Key Provisions for Survivors in New Health Care Law


Below are the key provisions in the new Patient Protection and Affordable Care Act for people affected by cancer. If you have any questions regarding these provisions or are directly affected by these provisions, we’d love to hear from you. Place your comments below. We will do the best to answer your questions.

Key Provisions:

– 32 million uninsured Americans are expected to receive health care coverage.

– Within six months, private insurance companies will be prohibited from enacting pre-existing condition exclusions for children 18 and younger. By 2014, individual and group plans will be prohibited from enacting pre-existing condition exclusions for any American.

– Within 90 days, people with medical conditions that make them uninsurable may qualify for coverage through a federally subsidized health insurance program. Spending for this program is limited to $5 billion and it will be in effect until 2014 when the pre-existing condition exclusion begins.

– Within six months, young adults will be able to be covered under their parents’ insurance policy until their 26th birthday.

– Within six months, individual and group plans will be prohibited from placing lifetime caps on health insurance benefits.

– Within six months, health plans will not be allowed to drop a person from coverage when they become sick.

– Within six months, the law requires new private plans to cover preventive services like breast, cervical and colorectal cancer screening with no co-pays and with preventive services exempt from deductibles. These same rules will apply for Medicare beginning January 1, 2011.

– By 2014, the law will end any annual limits on health insurance benefits.

– By 2014, the law will prohibit new health plans from dropping coverage because an individual chooses to participate in a clinical trial and from denying coverage for routine care that they would otherwise provide just because an individual is enrolled in a clinical trial. It would apply to all clinical trials that treat cancer or other life-threatening diseases.


  1. Jeff Lines says:

    I have an excellent insurance plan so the health care bill has a different effect on me than other people. My main concerns are that there is a cap on the amount of money one can put in a flex spending plan ($2500) I am still trying to understand how this effects insurance rates and the ability for others to get insurance. With a family of 4 this money is spent for many reasons and I am worried that now I will not be able to save as much pre-tax for medical expenses. Another change is the increase in the minimum you can deduct, from 7.5% to 10%, basically making insurance more affordable means taxing medical expenses more? I am also concerned about the availability of insurance to those who intentionally live risky lives, one of the reasons I as a cancer survivor was able to get insurance was because I am a healthy, active, non smoker, non drinker. I receive this benefit because I take care of myself. Will my current rates actually go up because of the health care bill trying to equalize the insurance rates? I have heard that was one of the items in this health care bill, is this true? I truly believe in making health insurance more accessible to people but I believe we need to remain realistic about how we apply this, it is one thing to help out someone who had no choice, it is another to help them out when they know they are making risky decisions such as smoking or drinking or any other non healthy lifestyle choices. I don’t mean to sound harsh but why should my rates not reflect my lifestyle, this would basically say it is ok to drink or smoke. Is there anything in the bill about more stringent rules on malpractice lawsuits? I have been told that one reason for the rising medical costs is the increase in malpractice lawsuits. Yes there are valid cases but as with any legal action, laws can be misconstrued to benefit the wrong party. Again I am not trying to say this bill is horrible there are good points, however I have been blessed with great insurance and I am one who may pay for that so I would just like to get a better understanding of how my family will be affected by this.

  2. Chad says:

    I am a cancer survivor and I believe that reform is needed. The thing that has me worried is that the provision in the bill for children under 18 to be covered within the next year overlooking pre-existing conditions, was left out! It was one of the biggest pushes in the bill, it had a lot of attention and was mentioned tons! Now it has accidentally been overlooked. How can we trust that our best interest is in mind when they left out one of the most important aspects of the bill.
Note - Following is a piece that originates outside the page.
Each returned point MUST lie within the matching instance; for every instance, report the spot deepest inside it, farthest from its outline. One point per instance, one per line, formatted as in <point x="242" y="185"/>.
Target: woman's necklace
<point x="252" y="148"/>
    What else is going to surface down the road. It just scares me.

  3. Luann says:

    I am also a cancer survivor and my present insurance thank goodness has covered most of my treatment so far. I do believe we need health care reform however I am of the opinion that when big government gets in the middle of something as large as health care things are really going to get messy and in the end it is you and I who will pay for this originally, long term it will hit big with my grandkids. There are alternative ways to help solve this problem.

  4. I have to say that Im very thankful for the socialized healthcare system we have over here in Germany. I have been treated VERY well after my cancer diagnosis and I had not to pay more than 300 Euro for everything. Im sure I wouldnt have had the strength to focus on my health when thinking about costs that could ruin my life after all (Im 23).
    Of course I can understand that citizens of the US have concerns about the new laws, but I really think this system will work as good as it does over here in a few years. EVERYTHING IS POSSIBLE!